Fahad Hashmi is a U.S. citizen charged with providing material support to al Qaeda. His case really illustrates how dangerous the material support laws can be:
Material support laws are the black box of domestic terrorism prosecutions, a shape-shifting space into which all sorts of constitutionally protected activities can be thrown and classified as suspect, if not criminal. Their vagueness is key. They criminalize guilt by association and often use political and religious beliefs to demonstrate intent and state of mind.
- Jeanne Theoharis (www.progressive.org)
In 2004, while living in London, Hashmi let an acquaintance stay with
him for two weeks. The acquaintance, Junaid Babar, stored luggage
containing raincoats, ponchos and socks in Hashmi's apartment and
borrowed Hashmi's cell phone on occasion. Babar later delivered the
raincoats and socks to al Qaeda, and the government says that he was
calling terrorists on Hashmi's phone.
These are the basics of
the case against Hashmi. The government says it has more evidence,
but it's classified so Hashmi can't see it. In addition to secret
evidence, the government will be allowed to introduce Hashmi's political
and religious speech and activities in court as evidence of his intent
The terms of Hashmi's confinement, under Special Administrative Orders
(SAMs) raise additional concerns. He's been held in solitary confinement
for almost three years while awaiting trial, held in a small cell
for 23 hours per day and kept under constant video surveillance. He
is allowed to see no one but his lawyers. SAMs were originally designed
to keep jailed leaders of organized crime syndicates from being able
to give instructions to their networks, but have been used increasingly
in these alleged terrorism cases. Since Hashmi has not been convicted
of anything, nor charged with any violent offense, the harsh terms
of his confinement don't seem to make sense.
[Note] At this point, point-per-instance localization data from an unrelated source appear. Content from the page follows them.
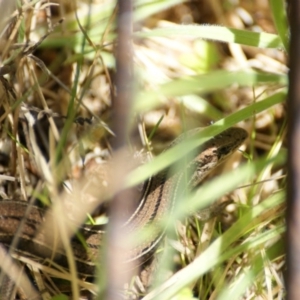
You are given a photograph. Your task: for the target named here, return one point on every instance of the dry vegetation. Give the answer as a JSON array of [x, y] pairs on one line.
[[188, 81]]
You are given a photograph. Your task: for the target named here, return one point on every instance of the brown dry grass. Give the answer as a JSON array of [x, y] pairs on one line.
[[80, 84]]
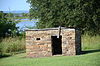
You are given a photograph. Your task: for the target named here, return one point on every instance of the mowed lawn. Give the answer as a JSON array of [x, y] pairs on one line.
[[89, 59]]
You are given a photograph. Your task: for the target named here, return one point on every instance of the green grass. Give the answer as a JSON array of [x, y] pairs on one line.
[[91, 59]]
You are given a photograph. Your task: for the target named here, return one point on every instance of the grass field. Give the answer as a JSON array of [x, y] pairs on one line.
[[90, 45], [90, 59]]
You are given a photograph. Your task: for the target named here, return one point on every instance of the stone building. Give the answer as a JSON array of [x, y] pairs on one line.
[[53, 41]]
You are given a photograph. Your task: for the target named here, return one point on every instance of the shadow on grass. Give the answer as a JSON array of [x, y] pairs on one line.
[[5, 55], [90, 51]]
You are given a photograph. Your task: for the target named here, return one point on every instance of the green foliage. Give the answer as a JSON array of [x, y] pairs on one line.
[[12, 45], [90, 42], [7, 24], [83, 14]]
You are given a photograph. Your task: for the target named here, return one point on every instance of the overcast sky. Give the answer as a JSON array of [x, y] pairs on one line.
[[13, 5]]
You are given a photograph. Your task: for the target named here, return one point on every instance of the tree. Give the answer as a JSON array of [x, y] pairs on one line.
[[83, 14], [7, 25]]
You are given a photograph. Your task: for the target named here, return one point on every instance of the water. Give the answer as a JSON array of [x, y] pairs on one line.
[[26, 23]]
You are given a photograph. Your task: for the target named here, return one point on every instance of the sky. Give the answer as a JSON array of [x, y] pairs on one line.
[[14, 5]]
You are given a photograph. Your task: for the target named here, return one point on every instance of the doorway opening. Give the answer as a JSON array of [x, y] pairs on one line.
[[56, 45]]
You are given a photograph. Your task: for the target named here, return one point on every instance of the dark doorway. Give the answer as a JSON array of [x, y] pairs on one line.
[[56, 45]]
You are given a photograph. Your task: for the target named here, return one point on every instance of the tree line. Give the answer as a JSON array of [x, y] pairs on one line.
[[82, 14]]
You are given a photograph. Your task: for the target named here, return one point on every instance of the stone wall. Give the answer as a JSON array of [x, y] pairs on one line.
[[39, 44]]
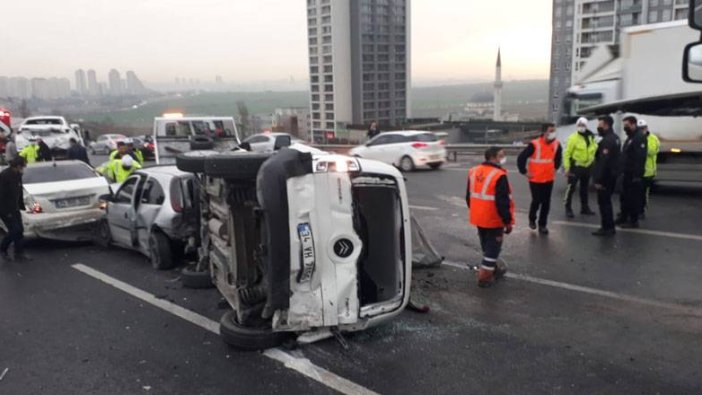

Muslim and anti-war activists in New York have staged weekly vigils to demand that the SAMs be dropped. His trial is scheduled for the end of April
UPDATE: On the eve of his trial, Fahad Hashmi who was held in solitary confinement for three years awaiting trial pled guilty to one count of material support. His decision came after the judge in the case agreed to allow an anonymous jury trial. Hashmi's lawyers called this "a clear attempt to influence the jury by creating a sense of fear for their safety and to paint Mr. Hashmi as already guilty."